The Senate Committee on Labor and Business heard testimony March 18 on Senate Bill 605, a dash‑4 amendment that would prohibit reporting medical debt to consumer reporting agencies and strip medical debt items from credit reports for Oregon residents.
Committee staff explained the dash‑4 amendment refines the bill’s definitions and enforcement language. The amendment specifies what qualifies as medical debt and excludes cosmetic surgery unless reconstruction is required following trauma, injury, infection or disease. It also removes an earlier definition of "medical services provider" and drops a provision that would have required new contractual notices by hospitals and providers.
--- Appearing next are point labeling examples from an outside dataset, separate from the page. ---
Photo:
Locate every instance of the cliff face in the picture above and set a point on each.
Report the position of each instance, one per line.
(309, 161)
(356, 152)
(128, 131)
Substantive effect: the amendment would make it an unlawful trade practice for a person to report the amount or existence of medical debt that an Oregon resident owes to a consumer reporting agency. It also says a consumer reporting agency may not include in a consumer report any medical‑debt item that it knows or reasonably should know is medical debt. A plaintiff who brings an action for a violation may obtain an order or judgment that voids the medical debt and renders it uncollectible. Committee staff said the Department of Justice is likely to propose a technical amendment clarifying the state enforcement authority.
Committee testimony: Sponsor Senator Campos described outreach to stakeholders and said the dash‑4 reflects negotiations and drafting work since the bill’s January hearing. Committee witness Chris Coughlin summarized the bill’s purpose and practical effect: "It will do 2 things. It will end the reporting of new medical debt onto Oregonian's credit reports, and it will pull existing medical debt off of Oregonian's credit reports." Coughlin also described the changes narrowing the definition of medical debt and removing the hospital‑notification requirement at stakeholders’ request.
Procedure and next steps: The bill has a subsequent referral to the Senate Health Care Committee listed in the hearing materials. Committee members and staff indicated additional technical edits from the Department of Justice could arrive; the committee closed the hearing for March 18 and will consider any further drafting changes in subsequent steps.